そして、回し車のハムスターのごとく、無為な努力を重ねて充実感を感じている。

私たちは、安く買って、どうしたいのだろう。

最初からお金がないからとにかく節約、というのもわかるんだけど、商売をやっている人間が画一的に「安くていいもの」という条件を課すのはよくないんじゃないかと思いはじめた。

無意味に高いものを作るというのではない。それに、馬鹿みたいに金を巻き上げるような阿漕な商売をするのも、キツイものがある。

わたしが作っているものは、そんなに高くない。1000円程度のものだ。
ただ1000円の消しゴムは高いかもしれない。1000円の靴は安いかもしれない。1000円だから高い安いではない。

消費者とされる人たちは、過剰におびえている気がする。
自分が損をするのが、死ぬほど怖い。
1円でも安く買いたいと思うし、元を取らないと眠れないほど悔やむ。
そして500円の節約のためにガソリンを燃やして遠くのスーパーに買い出しに出かける事もあって、それで満足して、安物買いを自慢する。
それはそれで悪くはない、いいレジャーなんだけれど、そうしなくてもいい人は、そうじゃない価値観で動かないと社会が全員貧乏になってしまう。

私みたいな小さな商売をやっている人間は、目先のお金、明日の米が何より重要になるけれど、それだけじゃダメなのはほかの大きな商売と同じだと思う。

小さいながら、覚悟を決めて、安売りをやめる必要がある。なぜかというと、それは自分のためではなく、お客さんの自尊心を守るため・お客さんに差し出す価値のためであって、そして一歩引けば社会全体のためでもある。
社会の中で、小さな商売が果たす役割は、小さいけれど大きな意味を持つと思っている。
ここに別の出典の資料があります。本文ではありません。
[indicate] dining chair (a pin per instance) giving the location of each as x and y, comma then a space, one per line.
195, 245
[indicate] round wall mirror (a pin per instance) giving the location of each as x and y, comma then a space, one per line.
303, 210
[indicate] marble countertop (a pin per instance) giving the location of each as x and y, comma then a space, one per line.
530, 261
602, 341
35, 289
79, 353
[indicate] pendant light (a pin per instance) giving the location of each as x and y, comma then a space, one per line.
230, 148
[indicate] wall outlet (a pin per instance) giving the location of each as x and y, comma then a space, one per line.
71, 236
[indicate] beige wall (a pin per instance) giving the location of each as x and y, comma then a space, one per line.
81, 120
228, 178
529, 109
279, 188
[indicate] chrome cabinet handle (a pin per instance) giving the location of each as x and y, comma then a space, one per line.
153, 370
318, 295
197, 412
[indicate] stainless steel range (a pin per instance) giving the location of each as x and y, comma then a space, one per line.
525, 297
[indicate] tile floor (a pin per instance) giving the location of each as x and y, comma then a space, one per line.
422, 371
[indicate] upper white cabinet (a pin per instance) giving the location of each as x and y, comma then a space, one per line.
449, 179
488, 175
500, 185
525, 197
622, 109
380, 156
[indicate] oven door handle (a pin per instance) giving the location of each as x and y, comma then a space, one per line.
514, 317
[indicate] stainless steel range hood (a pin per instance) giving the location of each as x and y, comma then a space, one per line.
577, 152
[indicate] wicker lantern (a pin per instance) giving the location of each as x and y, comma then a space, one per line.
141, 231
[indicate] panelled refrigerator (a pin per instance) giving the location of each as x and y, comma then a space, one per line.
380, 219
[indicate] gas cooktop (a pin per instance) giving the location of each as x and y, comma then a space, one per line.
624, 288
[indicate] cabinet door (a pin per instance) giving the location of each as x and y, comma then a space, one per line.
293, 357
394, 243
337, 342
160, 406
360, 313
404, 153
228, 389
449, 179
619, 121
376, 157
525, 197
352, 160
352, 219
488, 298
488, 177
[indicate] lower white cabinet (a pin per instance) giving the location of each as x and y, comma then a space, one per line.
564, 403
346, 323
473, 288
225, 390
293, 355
税金を納めるとか、声高に社会貢献を叫ぶこと以外にも、できる事はあると思う。
それは、安売りをしない、という事で果たせる役割もあると思う。

でも、そのためには、「どうして安売りをしないのか?」「それより皆さん本当に安く買いたいと思っているのですか?」という部分を、ちゃんと主張していく事も大切なんじゃないかと思っている。

わたしだって、一消費者だ。
安く買いたい。
でも、それだけじゃ、この社会がダメになることもじわじわ感じながら生活している一消費者なのです。
自分で自分の足元を少しずつ削りながら、おびえながら、西友で安いプライベートブランド商品を買って生活している。

その一面を今すぐ否定することは、簡単じゃない。
すべて高いものを買えばいいという事でもない。
というか、値段でものを選ぶという感覚にすべてを支配されている奴隷のような感覚から、本当の自分を取り戻していかないといけない。

ほんの少しでも、そういう精神の開放のための手助けになるような事がしたい。

人は、たぶん安く買いたいとは思っていない。
自分を満たすものが欲しい、自分の選択が間違っていないと自信を持ちたい、そんなことを思っている。
そこに商品とか、売買という精神的な活動がどう作用するのか。
悪い方に転ぶこともあるけど、いい方に転ぶモノだってあると思うんだ。

満足する買い物体験を提供したい。
それは安い高いじゃなくて。
だからとても難しい事だけど、でも、わたしはお客さんたちをほんとうに大事にしたいと思っているんだ。彼らが結果として傷つくようなら、安売りはダメだ。